The principle of using a stationary exercise bike for fitness in a home gym is a bicycle, but its difference from a bicycle is: Cycling is an outdoor sport, while exercise bike exercise is an indoor sport. Compared with bicycles, stationary bike is more focused on fitness and fat reduction. Therefore, there are still some things that need to be paid attention to.
The stationary exercise bike is a kind of indoor fitness equipment. The indoor stationary bike training at home won’t be affected by the weather condition. The bodybuilder can not only pedal the bike with the accompaniment of music to achieve the purpose of fitness, but also release the pressure from all aspects and enhance the self-confidence of the bodybuilder.
Frequency of exercise: carry out at least three exercises per week
How long does it take to train for effective use of the spinning bike? According to professional coaches, the sport of stationary bicycle can significantly improve the cardiopulmonary function of the human body. On average, it burns a lot of body fat every hour. Under normal circumstances, you can train for 45 minutes at a time. However, these 45 minutes of exercise bike training in the home gym will burn 400 to 500 calories, which is equivalent to an hour and a half of long-distance running! In this 45-minute training, we can string it up with different music. Generally, a slow pace of 5 minutes is used to warm up at the beginning. Later, faster and faster pace will make you enter the state soon. The last few minutes of relaxation will also completely relax your body.
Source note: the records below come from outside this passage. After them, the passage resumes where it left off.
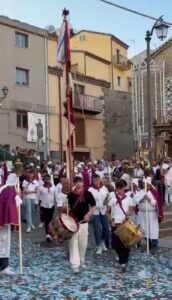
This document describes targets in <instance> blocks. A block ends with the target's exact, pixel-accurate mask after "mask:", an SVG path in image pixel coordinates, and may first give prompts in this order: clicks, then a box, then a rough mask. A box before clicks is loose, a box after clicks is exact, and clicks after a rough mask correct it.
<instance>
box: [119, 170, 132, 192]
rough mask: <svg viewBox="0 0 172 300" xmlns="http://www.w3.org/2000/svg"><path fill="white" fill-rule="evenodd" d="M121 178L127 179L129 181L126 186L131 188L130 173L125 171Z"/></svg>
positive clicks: (130, 180)
mask: <svg viewBox="0 0 172 300" xmlns="http://www.w3.org/2000/svg"><path fill="white" fill-rule="evenodd" d="M121 179H123V180H125V182H126V183H127V186H126V188H127V189H129V188H130V184H131V179H130V175H129V174H127V173H124V174H123V175H122V176H121Z"/></svg>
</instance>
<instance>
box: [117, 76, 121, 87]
mask: <svg viewBox="0 0 172 300" xmlns="http://www.w3.org/2000/svg"><path fill="white" fill-rule="evenodd" d="M117 81H118V86H121V77H120V76H118V77H117Z"/></svg>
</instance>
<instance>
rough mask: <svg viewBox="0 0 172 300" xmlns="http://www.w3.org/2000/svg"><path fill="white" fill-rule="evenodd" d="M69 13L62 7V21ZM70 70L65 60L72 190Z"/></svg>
mask: <svg viewBox="0 0 172 300" xmlns="http://www.w3.org/2000/svg"><path fill="white" fill-rule="evenodd" d="M68 14H69V11H68V10H66V9H64V11H63V16H64V22H66V23H67V16H68ZM70 71H71V62H70V61H67V62H66V101H67V119H68V141H69V144H68V147H67V151H68V164H69V186H70V189H71V190H72V144H71V134H72V132H71V105H70V101H71V99H70V97H71V93H72V91H71V87H70V78H69V76H70V75H69V73H70Z"/></svg>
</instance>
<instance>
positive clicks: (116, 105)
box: [105, 89, 134, 158]
mask: <svg viewBox="0 0 172 300" xmlns="http://www.w3.org/2000/svg"><path fill="white" fill-rule="evenodd" d="M131 110H132V105H131V94H130V93H125V92H114V91H111V90H107V89H106V90H105V120H106V124H105V136H106V152H105V155H106V156H107V157H108V158H111V156H112V154H116V156H117V157H118V158H124V157H131V155H132V154H133V152H134V139H133V132H132V111H131Z"/></svg>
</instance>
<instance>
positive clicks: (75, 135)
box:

The exercise bike exercise needs to be progressive
If you are an office worker who sits for a long time, and you try the exercise bicycle for the first time, you can watch the training videos for beginners on YouTube instead of doing high-tensity exercise at first. For example, you can exercise as follows: 10-minute riding→resting→10-minute riding→resting→10-minute riding→resting. As the exercise degree improves, you can change the three groups of 10-minute riding into two groups, and then extend the riding time to 15 minutes. Next, you can ride to 20 minutes, 30 minutes and then to 45 minutes slowly. You can increase the difficulty degree when your body can adapt to 45-minute riding.